Land Of Storms centres around a promising yet troubled and angry football player, Szabi, played with high-quality brooding by Andras Suto. No longer enjoying the beautiful game, Szabi moves back to Hungary to the house he inherited from his grandfather. When he starts to renovate the house, which has become very tumbledown and rotten due to vandalism and lack of care, he meets a young man called Arun (Adam Varga) who lives nearby. Szabi and Arun begin to work on the house together and as they get to know each other, a deeper relationship starts to blossom.
Eventually the extremely religious and intolerant locals, never keen on Arun’s relationship with this newcomer, start to understand that there’s something more than friendship between the two. Add to that the appearance of Szabi’s German friend and possible lover Bernard (Sebastian Urzendowsky), and a three-way dynamic begins to unfold, which the locals don’t like at all.
Land Of Storms is a very brutal movie, both compelling and at times hard to watch. It’s something of a tragic story, as two young men with no positive emotional influences in their lives are battling their own feelings towards each other and the homphobia in themselves as well as all around them.
Beatings, torture and sexual assault are constant themes throughout this hyper-masculine, uncompromising tale; there are some painful scenes that might be a little much for some viewer. As a whole, this film lacks tenderness.
Nothing in this film escapes the sexual violence that is the motif running throughout. The lines between sport, conflict, love and sex are very blurred., and mixed into this bleak portrayal of running with the pack or risking beatings and having cigarettes put out on your face and sexually assaulted because of your sexual orientation.

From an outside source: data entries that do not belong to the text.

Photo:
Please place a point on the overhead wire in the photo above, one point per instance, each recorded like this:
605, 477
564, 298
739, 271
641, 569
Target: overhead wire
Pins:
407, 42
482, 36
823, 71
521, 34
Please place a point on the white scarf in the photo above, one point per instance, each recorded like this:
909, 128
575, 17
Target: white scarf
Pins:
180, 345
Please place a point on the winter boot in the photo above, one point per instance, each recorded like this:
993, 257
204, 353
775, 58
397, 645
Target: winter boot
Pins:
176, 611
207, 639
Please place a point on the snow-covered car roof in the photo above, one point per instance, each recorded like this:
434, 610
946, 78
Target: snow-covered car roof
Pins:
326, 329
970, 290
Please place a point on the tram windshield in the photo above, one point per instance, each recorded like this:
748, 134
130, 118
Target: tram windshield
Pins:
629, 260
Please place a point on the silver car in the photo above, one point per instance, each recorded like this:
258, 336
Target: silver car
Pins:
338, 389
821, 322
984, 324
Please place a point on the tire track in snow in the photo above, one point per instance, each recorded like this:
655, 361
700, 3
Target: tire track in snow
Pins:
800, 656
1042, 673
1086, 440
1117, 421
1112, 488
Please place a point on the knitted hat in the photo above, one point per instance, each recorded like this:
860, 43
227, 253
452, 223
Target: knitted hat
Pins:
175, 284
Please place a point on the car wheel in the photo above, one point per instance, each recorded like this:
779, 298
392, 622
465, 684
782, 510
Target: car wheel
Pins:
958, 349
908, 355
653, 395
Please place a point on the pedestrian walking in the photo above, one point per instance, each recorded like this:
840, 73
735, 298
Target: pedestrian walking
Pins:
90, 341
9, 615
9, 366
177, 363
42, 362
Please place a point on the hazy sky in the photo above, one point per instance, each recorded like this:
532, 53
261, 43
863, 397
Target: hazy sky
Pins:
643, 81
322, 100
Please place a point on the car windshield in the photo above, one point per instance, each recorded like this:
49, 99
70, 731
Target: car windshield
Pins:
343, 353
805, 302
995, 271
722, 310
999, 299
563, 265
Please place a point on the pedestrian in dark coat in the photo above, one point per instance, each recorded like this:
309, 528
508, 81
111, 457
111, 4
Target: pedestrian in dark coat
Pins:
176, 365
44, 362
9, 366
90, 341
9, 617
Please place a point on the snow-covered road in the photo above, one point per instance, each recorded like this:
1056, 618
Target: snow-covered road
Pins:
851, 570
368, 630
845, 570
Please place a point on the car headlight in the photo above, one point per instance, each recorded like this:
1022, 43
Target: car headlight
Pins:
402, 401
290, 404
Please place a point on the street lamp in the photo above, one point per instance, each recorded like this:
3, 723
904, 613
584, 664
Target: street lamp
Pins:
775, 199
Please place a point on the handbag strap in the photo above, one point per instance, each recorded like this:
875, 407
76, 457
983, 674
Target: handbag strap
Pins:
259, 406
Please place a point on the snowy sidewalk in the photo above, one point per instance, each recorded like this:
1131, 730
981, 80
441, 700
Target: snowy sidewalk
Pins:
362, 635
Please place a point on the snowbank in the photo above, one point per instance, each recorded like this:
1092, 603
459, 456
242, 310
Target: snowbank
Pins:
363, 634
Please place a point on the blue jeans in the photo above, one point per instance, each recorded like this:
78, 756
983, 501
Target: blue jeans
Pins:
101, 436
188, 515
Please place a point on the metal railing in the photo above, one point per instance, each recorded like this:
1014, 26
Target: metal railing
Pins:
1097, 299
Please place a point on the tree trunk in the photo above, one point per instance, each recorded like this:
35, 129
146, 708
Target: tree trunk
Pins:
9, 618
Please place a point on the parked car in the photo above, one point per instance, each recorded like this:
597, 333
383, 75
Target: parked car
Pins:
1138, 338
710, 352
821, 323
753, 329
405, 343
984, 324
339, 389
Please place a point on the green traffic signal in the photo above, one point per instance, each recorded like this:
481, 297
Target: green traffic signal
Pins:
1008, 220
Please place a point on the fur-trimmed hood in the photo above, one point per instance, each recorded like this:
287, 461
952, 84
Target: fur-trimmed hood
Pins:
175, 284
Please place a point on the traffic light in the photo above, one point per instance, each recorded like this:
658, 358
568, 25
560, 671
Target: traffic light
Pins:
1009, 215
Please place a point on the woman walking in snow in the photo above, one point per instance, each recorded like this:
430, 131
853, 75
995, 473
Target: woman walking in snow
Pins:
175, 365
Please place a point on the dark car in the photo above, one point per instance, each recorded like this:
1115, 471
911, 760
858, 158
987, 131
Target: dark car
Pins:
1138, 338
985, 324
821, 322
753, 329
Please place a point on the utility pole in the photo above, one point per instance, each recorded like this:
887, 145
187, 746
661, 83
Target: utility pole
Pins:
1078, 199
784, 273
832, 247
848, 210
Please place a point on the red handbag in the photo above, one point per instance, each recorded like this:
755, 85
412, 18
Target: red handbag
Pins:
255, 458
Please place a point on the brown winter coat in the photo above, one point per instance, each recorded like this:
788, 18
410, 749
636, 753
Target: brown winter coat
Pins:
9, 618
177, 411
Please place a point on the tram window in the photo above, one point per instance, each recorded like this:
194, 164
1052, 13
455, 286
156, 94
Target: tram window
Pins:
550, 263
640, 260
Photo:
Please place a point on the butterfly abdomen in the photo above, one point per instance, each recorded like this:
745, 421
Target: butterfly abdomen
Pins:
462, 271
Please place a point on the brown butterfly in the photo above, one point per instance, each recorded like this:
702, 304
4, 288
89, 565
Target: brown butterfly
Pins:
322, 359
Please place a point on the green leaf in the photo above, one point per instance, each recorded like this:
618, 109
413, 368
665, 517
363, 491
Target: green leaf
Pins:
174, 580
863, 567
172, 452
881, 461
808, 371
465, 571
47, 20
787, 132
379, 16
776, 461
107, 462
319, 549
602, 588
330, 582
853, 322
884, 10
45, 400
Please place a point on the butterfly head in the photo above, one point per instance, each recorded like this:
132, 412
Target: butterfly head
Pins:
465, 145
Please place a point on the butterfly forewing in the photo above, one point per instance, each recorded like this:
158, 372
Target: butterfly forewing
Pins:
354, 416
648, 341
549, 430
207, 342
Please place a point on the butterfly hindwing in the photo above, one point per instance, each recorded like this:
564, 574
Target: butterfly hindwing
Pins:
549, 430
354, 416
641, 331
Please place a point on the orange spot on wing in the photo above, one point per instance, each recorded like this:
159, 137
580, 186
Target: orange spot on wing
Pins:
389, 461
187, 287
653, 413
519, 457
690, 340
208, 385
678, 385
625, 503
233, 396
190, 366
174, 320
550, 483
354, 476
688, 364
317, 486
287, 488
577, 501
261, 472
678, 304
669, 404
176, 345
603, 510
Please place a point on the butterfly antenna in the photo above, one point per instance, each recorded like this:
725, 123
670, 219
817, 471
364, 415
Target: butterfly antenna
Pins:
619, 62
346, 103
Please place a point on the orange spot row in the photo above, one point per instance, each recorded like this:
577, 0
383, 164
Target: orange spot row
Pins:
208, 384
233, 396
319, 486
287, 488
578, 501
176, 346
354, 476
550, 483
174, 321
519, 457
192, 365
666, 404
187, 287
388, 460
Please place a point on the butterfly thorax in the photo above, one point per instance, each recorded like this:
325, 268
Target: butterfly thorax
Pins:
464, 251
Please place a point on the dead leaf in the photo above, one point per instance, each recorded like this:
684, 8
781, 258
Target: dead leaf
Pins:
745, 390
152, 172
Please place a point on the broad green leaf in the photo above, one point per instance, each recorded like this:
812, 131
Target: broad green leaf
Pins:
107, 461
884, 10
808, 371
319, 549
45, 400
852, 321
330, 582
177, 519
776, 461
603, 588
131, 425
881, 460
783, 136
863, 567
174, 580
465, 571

It seems as though every character’s emotional motivation is “I love you so I must hurt you”, whether that’s physically in the way Szabi’s father greets him when he returns from football camp; or the emotional betrayal felt on both sides between Arun and Arun’s bedridden and heavily dependent mother who, despite needing her son’s assistance in her daily life, can’t stand the thought of her son being with another man.
Csazi’s vision doesn’t utilise a lot of dialogue and while that’s evocative of the very frustrated and pent up feelings conveyed by the main cast, there are moments when it’s a little much and the viewer might find himself wanting for them to have a hug, or for someone to show a more positive emotional interaction.
The performances of the main actors are extremely good – everyone is tightly-wound and shut into their tiny world, unable to express the things that would help them move beyond it.
Overall Verdict: As a portrayal of homophobia in the rural, extremely religious area of another country, it seems rather extreme to a British audience but one can have no doubt that there are areas in the world where this could conceivably happen. Not an easy movie to watch, it certainly shines a light on less forward-thinking countries’ attitudes towards homosexuality, and the struggle to express feelings of love and tenderness in unforgiving surroundings. Perhaps the most striking film of Iris 2014.